Mirtazapine works by blocking the presynaptic alpha2-adrenergic inhibitory autoreceptor, resulting in an increased release of norepinephrine and serotonin.11,12 It also blocks postsynaptic 5-HT2 and 5-HT3 receptors and H1 receptors.11,12 One advantage of this agent is that it causes less sexual dysfunction than do SSRIs.9 Mirtazapine may also help manage insomnia in patients with PTSD.

Nefazodone blocks 5-HT2 receptors potently and blocks reuptake of serotonin and norepinephrine pumps less potently.9,11,12 It is no longer commonly used, owing to its black box warning regarding liver failure.11,12

Phenelzine inhibits MAO, an enzyme that degrades neurotransmitters such as serotonin, norepinephrine, and dopamine.11,12 Phenelzine is not commonly used owing to its potential for serious drug interactions, as well as dietary restrictions.11,12 Patients taking phenelzine must limit tyramine-rich foods (e.g., aged cheeses and meats, sauerkraut) owing to the risk of hypertensive crisis.11,12

Adrenergic Inhibitors: Prazosin may be used adjunctively for the management of nightmares associated with PTSD. This agent reduces the core PTSD symptoms of reexperiencing and hyperarousal, but has no effect on avoidance/numbing.3 Prazosin works by blocking alpha1-adrenergic receptors to reduce noradrenergic hyperactivation.11,12 Stimulation of central noradrenergic receptors during sleep is thought to activate traumatic memories; therefore, blocking these receptors may reduce nightmares.12

Medications With Limited or Minimal Proven Efficacy

Some medications are currently being prescribed for management of PTSD without supporting evidence from studies. Many small, open-label trials have shown promise for certain drug classes, whereas randomized, controlled trials have displayed conflicting results.13 These medications include benzodiazepines, mood stabilizers/anticonvulsants, and antipsychotics. These classes have shown poor effectiveness in managing PTSD, and their side-effect profiles and monitoring parameters outweigh their benefits.3,13

Benzodiazepines are commonly prescribed for PTSD without supporting evidence of improvements in core PTSD symptoms.3 They have been shown effective for quick symptomatic control of insomnia, anxiety/panic, and irritability, but they worsen PTSD by potentiating the acquisition of fear responses in military veterans and impede recovery from trauma.3,13,14 In a small study, eight veterans with combat-induced PTSD exhibited severe withdrawal reactions while taking a benzodiazepine.3 Withdrawal symptoms of benzodiazepines included anxiety, sleep disturbances, rage, hyperalertness, increased nightmares, and intrusive thoughts.3 Another problem associated with benzodiazepine use is the development of tolerance and dependence.

Anticonvulsants (carbamazepine, oxcarbazepine, valproate, lamotrigine, gabapentin, topiramate, phenytoin) are prescribed for PTSD based on their mood-stabilizing characteristics.13,14 There is little evidence supporting their use in open-label trials, and randomized, controlled trials have not had promising results.14 Because of conflicting evidence of efficacy, monitoring parameters (e.g., serum trough levels), and side effects (sedation, rash, poor concentration, sexual dysfunction, memory problems), guidelines do not support the use of anticonvulsants in PTSD.3,14,15

Atypical antipsychotics are another drug class used for PTSD. As with previously mentioned classes, evidence supporting their use in PTSD is conflicting and their use is not recommended.
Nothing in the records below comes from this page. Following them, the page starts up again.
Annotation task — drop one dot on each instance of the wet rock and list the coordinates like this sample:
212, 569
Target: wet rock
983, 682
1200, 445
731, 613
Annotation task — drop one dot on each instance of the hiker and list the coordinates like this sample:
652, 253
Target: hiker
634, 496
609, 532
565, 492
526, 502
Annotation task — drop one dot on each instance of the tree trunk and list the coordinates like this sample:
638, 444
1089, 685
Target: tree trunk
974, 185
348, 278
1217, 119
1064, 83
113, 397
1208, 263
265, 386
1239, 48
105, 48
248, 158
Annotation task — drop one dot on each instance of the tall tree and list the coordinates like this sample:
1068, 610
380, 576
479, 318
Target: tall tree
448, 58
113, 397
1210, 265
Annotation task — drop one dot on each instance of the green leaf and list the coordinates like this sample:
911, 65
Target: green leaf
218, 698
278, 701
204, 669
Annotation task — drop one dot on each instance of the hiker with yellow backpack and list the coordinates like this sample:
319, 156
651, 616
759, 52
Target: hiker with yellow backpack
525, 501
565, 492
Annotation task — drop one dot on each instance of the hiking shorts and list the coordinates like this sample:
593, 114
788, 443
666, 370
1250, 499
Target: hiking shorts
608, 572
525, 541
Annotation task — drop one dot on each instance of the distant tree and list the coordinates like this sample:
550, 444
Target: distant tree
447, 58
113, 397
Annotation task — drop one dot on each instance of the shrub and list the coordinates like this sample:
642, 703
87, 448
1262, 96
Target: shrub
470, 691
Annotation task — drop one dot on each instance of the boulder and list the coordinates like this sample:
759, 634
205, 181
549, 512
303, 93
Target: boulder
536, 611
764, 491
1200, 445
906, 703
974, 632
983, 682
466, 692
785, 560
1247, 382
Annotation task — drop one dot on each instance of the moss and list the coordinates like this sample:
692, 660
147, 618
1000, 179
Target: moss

The largest clinical trial examining use of an atypical antipsychotic (risperidone) for PTSD was conducted by the VA Cooperative Study Group in 2010.3 After 6 months of treatment, there were no clinically significant differences in symptoms of anxiety, depression, sleep, and quality of life compared with placebo.3 The risk of metabolic side effects (weight gain, dyslipidemia, elevated blood glucose) with atypical antipsychotics outweighs the benefits.3,14

Conclusion

The VA/DoD and APA guidelines recommend using CBT as first-line treatment for PTSD. Medication may be added to CBT to control symptoms. Currently, the guidelines recommend using SSRIs or SNRIs as first-line agents. Sertraline and paroxetine are the only two medications with an FDA indication for PTSD. Further research is needed to determine the place of medications such as anticonvulsants and antipsychotics in PTSD therapy.